Psicóloga e psicopedagoga

“A psicologia não pode dizer a alguém como deve viver sua vida. Pode, no entanto, proporcionar um meio de efetuar uma mudança pessoal e social”.
Albert Bandura

Quem sou eu?
Sobre minha trajetória profissional
Bem-vindo! Sou a Gabriela, psicóloga com aprimoramento em psicologia escolar, especialista em psicopedagogia pelo Instituto Presbiteriano Mackenzie. Formada em Terapia cognitivo-comportamental da infância e adolescência e pós graduanda em Análise do comportamento aplicada para transtorno do espectro autista e deficiência intelectual. Experiência de 10 anos na área da psicologia organizacional, com recrutamento & seleção e gestão de pessoas. Atualmente atuando como psicóloga e psicopedagoga clínica, com atuação na avaliação e intervenção psicopedagógica, dificuldades de aprendizagem, transtornos do neurodesenvolvimento.


Psicoterapia
Quando buscar?
Fazer psicoterapia é cuidar da saúde mental, que é tão importante quanto a saúde física.

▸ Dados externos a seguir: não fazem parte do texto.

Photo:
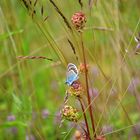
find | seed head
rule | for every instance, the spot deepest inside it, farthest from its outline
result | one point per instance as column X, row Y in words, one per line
column 70, row 113
column 76, row 89
column 83, row 68
column 79, row 20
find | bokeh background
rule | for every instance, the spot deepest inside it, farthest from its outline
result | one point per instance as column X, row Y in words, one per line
column 32, row 91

A psicoterapia ajuda a promover autoconhecimento e é uma aliada na aquisição de estratégias de resolução de problemas, regulação emocional e modificação de crenças disfuncionais que geram comportamentos prejudiciais. Pode ser realizada em qualquer faixa etária.

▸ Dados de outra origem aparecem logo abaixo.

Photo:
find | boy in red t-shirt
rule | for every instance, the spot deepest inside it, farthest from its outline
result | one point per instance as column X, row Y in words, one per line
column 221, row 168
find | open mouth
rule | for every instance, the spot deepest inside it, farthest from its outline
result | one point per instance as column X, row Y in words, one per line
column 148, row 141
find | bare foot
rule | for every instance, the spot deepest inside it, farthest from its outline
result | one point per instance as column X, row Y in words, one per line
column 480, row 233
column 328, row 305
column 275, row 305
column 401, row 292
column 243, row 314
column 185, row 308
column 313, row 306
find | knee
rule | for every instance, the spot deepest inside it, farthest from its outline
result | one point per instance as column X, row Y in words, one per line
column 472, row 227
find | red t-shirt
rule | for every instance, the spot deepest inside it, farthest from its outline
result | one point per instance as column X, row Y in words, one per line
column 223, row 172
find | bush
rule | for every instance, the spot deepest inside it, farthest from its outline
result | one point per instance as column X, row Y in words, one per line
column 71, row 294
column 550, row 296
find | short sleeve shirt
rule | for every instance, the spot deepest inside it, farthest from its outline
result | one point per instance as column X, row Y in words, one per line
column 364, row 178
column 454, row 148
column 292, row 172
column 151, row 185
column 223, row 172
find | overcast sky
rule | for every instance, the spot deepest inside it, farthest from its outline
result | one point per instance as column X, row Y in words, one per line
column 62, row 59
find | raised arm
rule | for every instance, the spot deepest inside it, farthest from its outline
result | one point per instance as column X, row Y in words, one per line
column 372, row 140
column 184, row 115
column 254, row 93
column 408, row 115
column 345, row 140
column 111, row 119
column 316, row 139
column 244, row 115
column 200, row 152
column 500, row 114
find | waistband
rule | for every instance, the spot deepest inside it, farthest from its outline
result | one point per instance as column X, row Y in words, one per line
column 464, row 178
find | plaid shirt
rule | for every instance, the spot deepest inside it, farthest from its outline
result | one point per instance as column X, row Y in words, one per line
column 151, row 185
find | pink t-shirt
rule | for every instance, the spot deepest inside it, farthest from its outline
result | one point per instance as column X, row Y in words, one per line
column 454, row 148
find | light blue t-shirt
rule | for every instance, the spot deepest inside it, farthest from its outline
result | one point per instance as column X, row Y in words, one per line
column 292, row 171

Além de preventiva, a psicoterapia pode contribuir de modo interventivo e no tratamento de transtornos, como a depressão, ansiedade e outros.

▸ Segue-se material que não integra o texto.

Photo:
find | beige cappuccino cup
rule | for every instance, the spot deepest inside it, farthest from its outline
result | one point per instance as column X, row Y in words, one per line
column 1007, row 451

Se você está passando por um momento difícil, sem esperanças ou não sabe como lidar, busque ajuda!
Qual o papel do psicopedagogo?
Saiba quando buscar ajuda
O psicopedagogo clínico busca entender como o sujeito aprende e investiga as possíveis causas das dificuldades.
Através de uma avaliação psicopedagógica, que envolve a investigação de diversas habilidades, como, a memória, atenção, psicomotricidade, funções executivas, linguagem, escrita, aritmética, entre outras. Por meio de atividades lúdicas e testes padronizados, o psicopedagogo levanta hipóteses diagnósticas que indicam se as dificuldades são pontuais ou se são decorrentes de algum transtorno do neurodesenvolvimento.
Após realizar a avaliação, o psicopedagogo cria um plano de intervenção customizado para o seu paciente e se necessário, também faz o encaminhamento para outros profissionais.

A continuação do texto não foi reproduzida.